Federal Judge Marsha Pechman plans to decide the prison fate of Soloway on July 22, after weighing his impact on victims, said Emily Langlie, a spokeswoman for the U.S. Attorney’s Office in Seattle.
Soloway pleaded guilty in March to one count each of fraud inconnection with electronic email (spam), mail fraud and failure to filea tax return, a misdemeanor, his Seattle attorney, Richard Troberman,told SCMagazineUS.com on Tuesday.
Prosecutors are seeking a nine-year prison sentence, Langlie said. On Friday and Monday, prosecutors presented a number of witnesses – including victims and experts from AOL, internet hosting firm Liquid Web and the FBI – who detailed the impact of Soloway’s unsolicited emails.

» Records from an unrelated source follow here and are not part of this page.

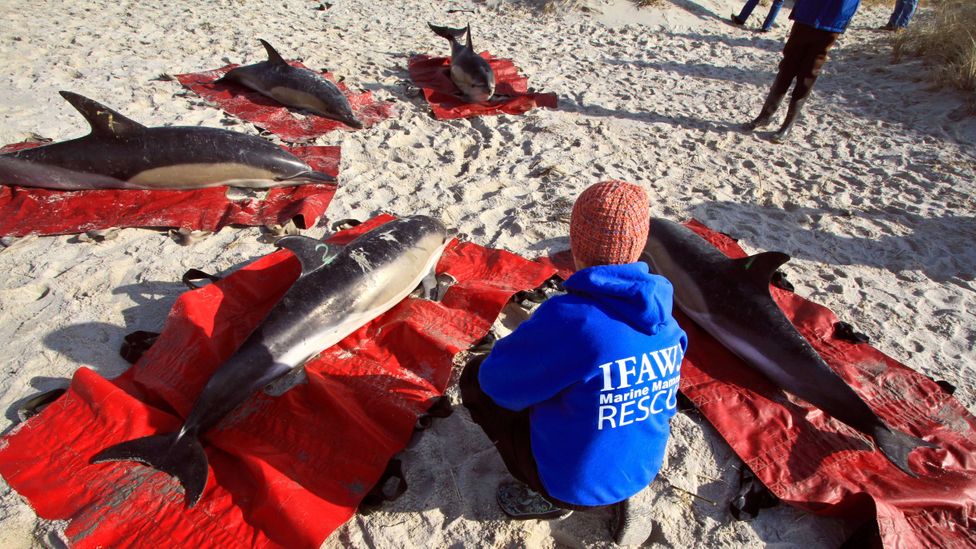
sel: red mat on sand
[540,221,976,547]
[407,52,557,120]
[176,61,394,143]
[0,216,553,548]
[0,143,339,236]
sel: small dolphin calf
[0,91,335,190]
[641,219,935,477]
[218,40,363,129]
[427,23,495,103]
[91,215,449,507]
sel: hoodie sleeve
[478,298,596,411]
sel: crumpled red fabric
[176,61,395,143]
[0,215,553,548]
[0,143,339,236]
[543,220,976,548]
[407,51,557,120]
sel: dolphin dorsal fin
[58,91,146,137]
[275,236,341,276]
[258,38,288,65]
[732,252,790,288]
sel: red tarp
[544,221,976,548]
[0,216,553,548]
[176,61,394,143]
[407,51,556,120]
[0,143,339,236]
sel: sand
[0,0,976,549]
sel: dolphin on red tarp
[427,23,495,103]
[217,40,363,129]
[641,218,936,477]
[0,91,335,190]
[91,215,450,507]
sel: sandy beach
[0,0,976,549]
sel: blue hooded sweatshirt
[478,263,688,505]
[790,0,861,32]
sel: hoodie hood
[563,262,674,335]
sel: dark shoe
[742,92,786,132]
[495,481,573,520]
[611,486,654,545]
[772,99,806,143]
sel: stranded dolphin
[220,40,363,129]
[427,23,495,103]
[641,219,935,477]
[91,215,448,507]
[0,91,335,190]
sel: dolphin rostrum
[218,40,363,129]
[0,91,335,190]
[641,218,936,477]
[427,23,495,103]
[91,215,449,507]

“The government wanted to make sure the full extent of Mr. Soloway’s criminal actions were explained,” Langlie said. “It’s important to articulate how people were damaged by his activities.”
Langlie said Soloway delivered deceptive emails, which often failed to include an opt-out function, or were disguised to appear like they were coming from the recipient.
A number of small businesses were blacklisted as a result of their own addresses appearing to be spam purveyors; others spent a lot of money and time to rid their servers of the junk mail, Langlie said.
Aaron Kornblum, a senior attorney on Microsoft’s Internet Safety Enforcement Team, said that beginning in 2003, the software giant’s MSN Hotmail service was used as a vector for distributing Soloway’s spam – which included advertisements for spamming software.
Microsoft won a $7.8 million judgment against Soloway in 2005.
“These types of cases help to change the economics of spam by adding an additional cost, deterrent and consequence,” Kornblum said. “We hope it sends a strong message to cybercriminals.”
This is only the second time a defendant has been sentenced for violating the federal CAN-SPAM Act of 2003, Langlie said.